The latest victory on Florida’s biggest stage was their eighth consecutive state championship dating back to 2015, with the run also including a Universal Cheerleaders Association high school national championship in 2020 and two bronze medals along the way.
“It never gets old,” coach Loveny Savarino said. “It doesn’t matter the division, it doesn’t matter the routine, it never gets old. And cheerleading is such a great sport that it evolves every year with new rules and things like that, so our teams just get better and better. We compare ourselves to what we were last year, what we were two years ago, so we’re our own bar as a program.”
Despite Strawberry Crest’s lengthy run of success, no year comes without its own unique struggles. Last year COVID played a significant role on their season, as it did to many teams, forcing them to change divisions mid-season. This year, it was fighting through the pressure to reach that gold standard once again with a young team.
But the culture that Strawberry Crest has built works as its own driving force, a visible and tangible goal that shows what can be accomplished at the end of a year’s worth of hard work.

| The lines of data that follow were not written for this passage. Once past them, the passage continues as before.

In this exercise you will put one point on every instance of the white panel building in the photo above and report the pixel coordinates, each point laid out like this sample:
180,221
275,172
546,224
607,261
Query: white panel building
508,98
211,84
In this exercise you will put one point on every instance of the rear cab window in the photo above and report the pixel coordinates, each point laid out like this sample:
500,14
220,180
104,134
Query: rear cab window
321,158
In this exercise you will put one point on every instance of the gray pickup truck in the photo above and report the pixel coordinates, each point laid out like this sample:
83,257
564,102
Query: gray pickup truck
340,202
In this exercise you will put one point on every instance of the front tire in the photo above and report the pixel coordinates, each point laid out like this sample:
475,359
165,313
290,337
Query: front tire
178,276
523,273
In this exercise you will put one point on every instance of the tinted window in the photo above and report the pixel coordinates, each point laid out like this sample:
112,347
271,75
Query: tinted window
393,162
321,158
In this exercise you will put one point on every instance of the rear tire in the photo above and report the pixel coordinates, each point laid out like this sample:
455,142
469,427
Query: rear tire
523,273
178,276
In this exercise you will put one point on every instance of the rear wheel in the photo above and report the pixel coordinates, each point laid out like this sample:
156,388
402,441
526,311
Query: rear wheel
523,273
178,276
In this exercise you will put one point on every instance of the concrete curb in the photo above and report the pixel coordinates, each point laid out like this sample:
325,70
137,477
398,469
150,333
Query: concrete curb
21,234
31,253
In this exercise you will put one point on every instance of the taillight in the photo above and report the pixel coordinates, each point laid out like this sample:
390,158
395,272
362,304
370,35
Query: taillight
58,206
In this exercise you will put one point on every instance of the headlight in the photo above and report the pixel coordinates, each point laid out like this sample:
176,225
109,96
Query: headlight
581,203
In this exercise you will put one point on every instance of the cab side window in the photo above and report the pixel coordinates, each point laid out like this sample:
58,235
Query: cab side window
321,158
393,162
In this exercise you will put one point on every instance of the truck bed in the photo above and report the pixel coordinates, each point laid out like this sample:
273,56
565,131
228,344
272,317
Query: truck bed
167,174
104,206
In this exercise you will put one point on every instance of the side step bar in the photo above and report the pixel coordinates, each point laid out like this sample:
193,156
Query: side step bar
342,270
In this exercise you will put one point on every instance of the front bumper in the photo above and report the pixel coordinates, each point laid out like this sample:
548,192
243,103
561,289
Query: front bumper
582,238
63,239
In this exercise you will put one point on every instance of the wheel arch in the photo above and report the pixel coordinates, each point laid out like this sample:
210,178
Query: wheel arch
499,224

“You definitely need a culture to win and we try to instill that in our kids right away and let them know that even though there are prior wins or that you may have won before, you have to work hard and even harder to keep going. Nothing is given, it is all earned,” Savarino said. “They learn real quick that they have to put their own mark on the legacy, so we try not to think of it as eight in a row, we think of it as them leaving their own mark. Every team is a new team and you get a chance to leave your mark and end up on the wall. In our gymnasium we have big pictures of those who have won states and it’s nice because when we practice in the gym, they get to look up and see that legacy, the seven teams that have won states. We point up there and tell them that if they want to be a part of that wall, they have to work hard.”